Enfin, maintenir cette autonomie et encore plus, y mettre les bouchées doubles, signifie donner encore plus de chances de succès à une activité émergente. En y apportant la contribution des seules ressources pertinentes (le savoir-faire industriel à l’échelle, dans le cas de GM), sans le passif des manières-de-faire d’avant-hier ou la politique interne vu les potentiels enjeux d’auto-cannibalisation. En bref, se donner la chance d’une entreprise 2 à côté de l’entreprise 1. C’est-à-dire, dans une période où les entreprises sont plus mortelles que jamais, d’une solide planche de salut au cas où la situation de la maison-mère tournerait au vinaigre.

Attention, ce développement n’est pas dénué de questionnements, et nous n’en sommes qu’au début. En particulier, côté business : combien d’entités autonomes, autant soutenues, peuvent coexister au sein d’un même groupe ? Et du côté humain : quelles opportunités propose-t-on à ceux qui restent dans le coeur historique, avec des perspectives a priori moins favorables que la nouvelle entité ?

 

Après l’industrie automobile, à qui le tour ?

Cette année 2018 chez Cruise & GM est d’autant moins anecdotique que l’on retrouve exactement la même démarche à l’oeuvre chez Ford. Ce dernier a en effet acquis une start-up dédiée à la voiture autonome, Argo AI, en août 2017. Par le biais d’une infusion de capital substantielle, à hauteur de 1 Md$.

Il faut dire qu’avec l’avènement de la voiture autonome, l’industrie automobile cumule les facteurs favorables à ce mouvement récent :

  1. La voiture autonome est l’un des plus gros enjeux stratégiques du secteur.
  2. Les grands groupes capables d’allonger les billets pour des acquisitions sont nombreux (par exemple, pas moins de 13 groupes automobiles réalisent plus de 50 Md$ de CA annuel).
  3. L’expertise (technique, en l’occurrence) est cruciale, or les spécialistes de longue date sont peu nombreux. Autant dire que les entrepreneurs ont du levier dans les négociations, et peuvent imposer de conserver leur autonomie.
  4. Le développement de la voiture autonome est intense en capital.

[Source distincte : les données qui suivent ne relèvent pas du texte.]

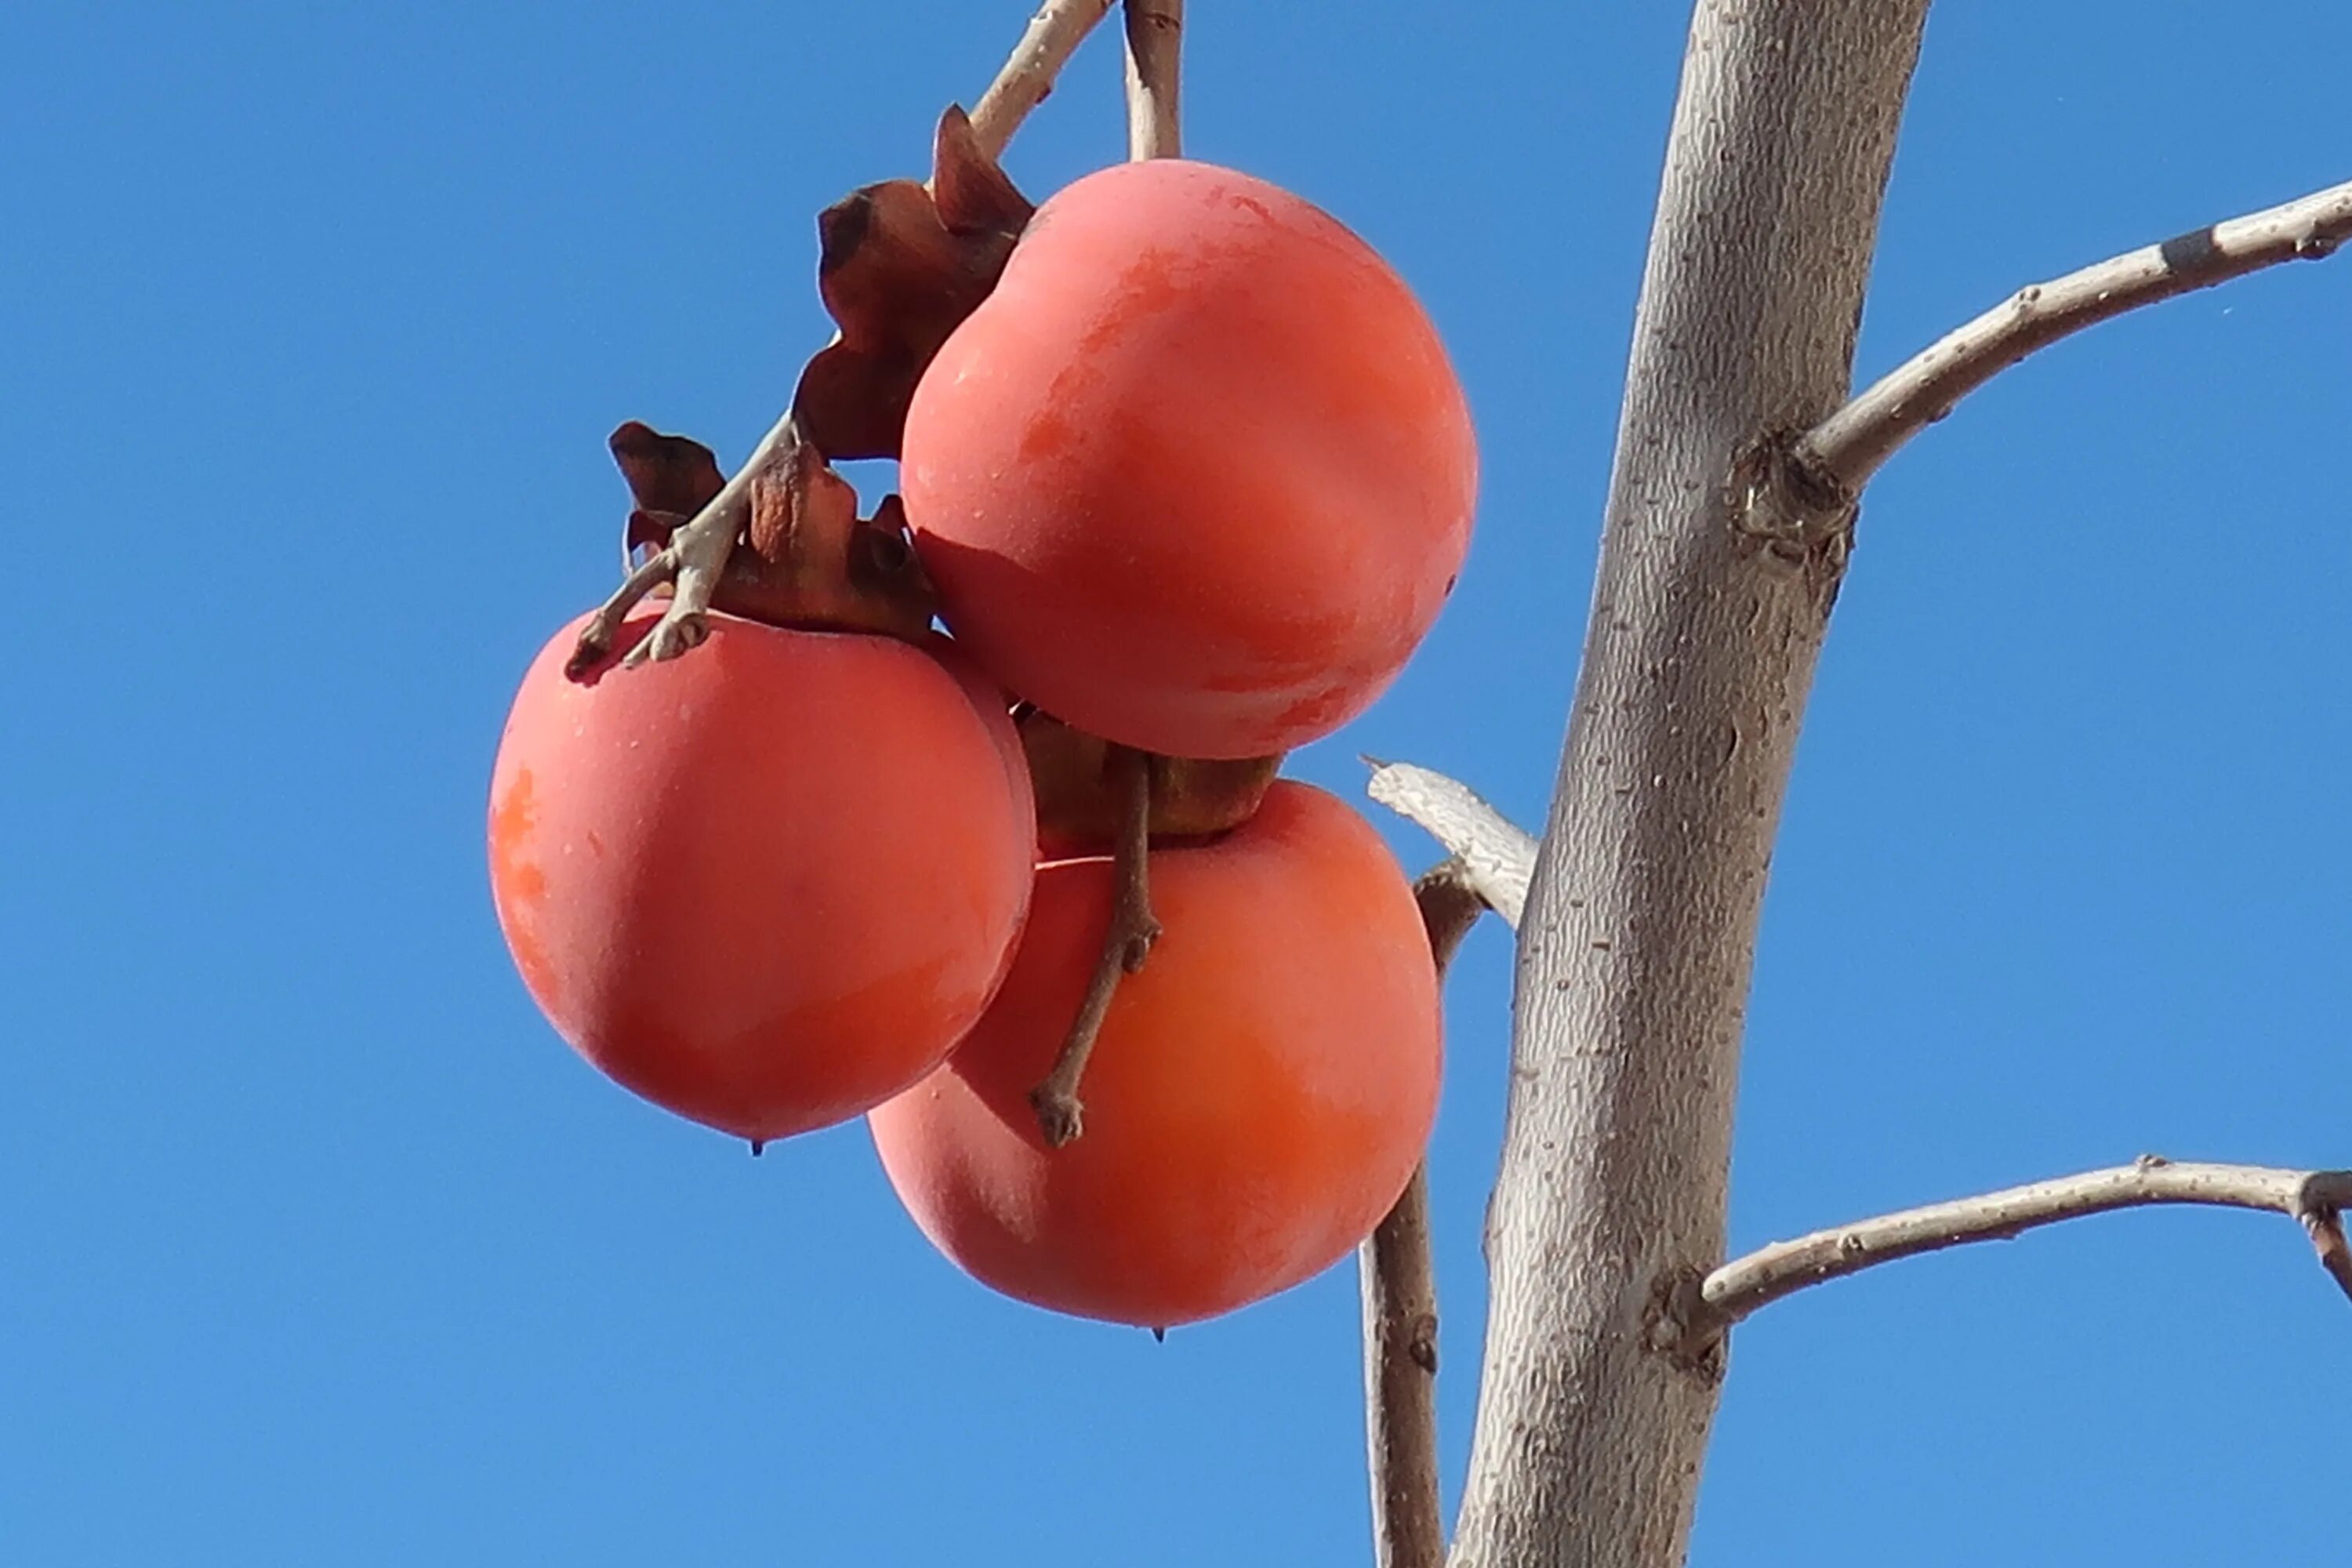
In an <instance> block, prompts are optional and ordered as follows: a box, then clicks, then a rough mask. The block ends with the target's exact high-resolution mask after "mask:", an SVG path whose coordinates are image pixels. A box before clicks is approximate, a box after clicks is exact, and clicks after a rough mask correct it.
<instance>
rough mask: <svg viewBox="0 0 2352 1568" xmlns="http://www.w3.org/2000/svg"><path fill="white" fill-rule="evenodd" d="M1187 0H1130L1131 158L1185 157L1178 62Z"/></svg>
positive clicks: (1128, 44)
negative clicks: (1184, 1)
mask: <svg viewBox="0 0 2352 1568" xmlns="http://www.w3.org/2000/svg"><path fill="white" fill-rule="evenodd" d="M1181 52H1183V0H1127V158H1129V160H1134V162H1141V160H1145V158H1183V136H1181V132H1178V125H1181V120H1178V113H1176V75H1178V71H1176V66H1178V56H1181Z"/></svg>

En gardant ces 4 facteurs en tête, à quels nouveaux secteurs le modèle pourrait-il prochainement s’étendre ? On se mouille : pour nous, c’est du côté des services financiers qu’il faut porter l’attention. Parce que :

  1. Si l’on prend la peine de regarder au-delà des buzzwords, le triptyque fintech / IA / blockchain promet de transformer de nombreuses expériences (paiement mobile qui s’immisce partout, évaluation plus fine des risques liés à un prêt ou à contrat d’assurance, prix des transferts d’argent à travers le monde en chute libre…), et donc le paysage concurrentiel qui va avec.
  2. Les groupes de grande taille ne manquent pas dans le secteur.
  3. Mettre en place une infrastructure technique impeccable est très complexe vu les volumes d’opérations et crucial pour l’expérience utilisateur (ne pas recevoir sa dernière commande e-commerce, c’est finalement pas si grave ; voir son virement de 10 000 euros envolé dans la nature, un peu moins).
  4. Le besoin en capital est important, pour déployer l’infrastructure, pour pouvoir proposer certains produits (ex : prêts) et pour garantir une solide assise financière en cas de crise, ce que la réglementation impose dans bien des domaines des services financiers.

Quelle que soit l’industrie dans laquelle ce mouvement se poursuivra, on se souviendra que c’est en 2018 qu’il aura débuté. Et que, ironie de l’histoire, c’est à l’épicentre du bon vieux capitalisme managérial typique du XXe siècle, dans ce mastodonte nommé GM, qu’aura émergé le capitalisme industrialo-entrepreneurial du XXIe.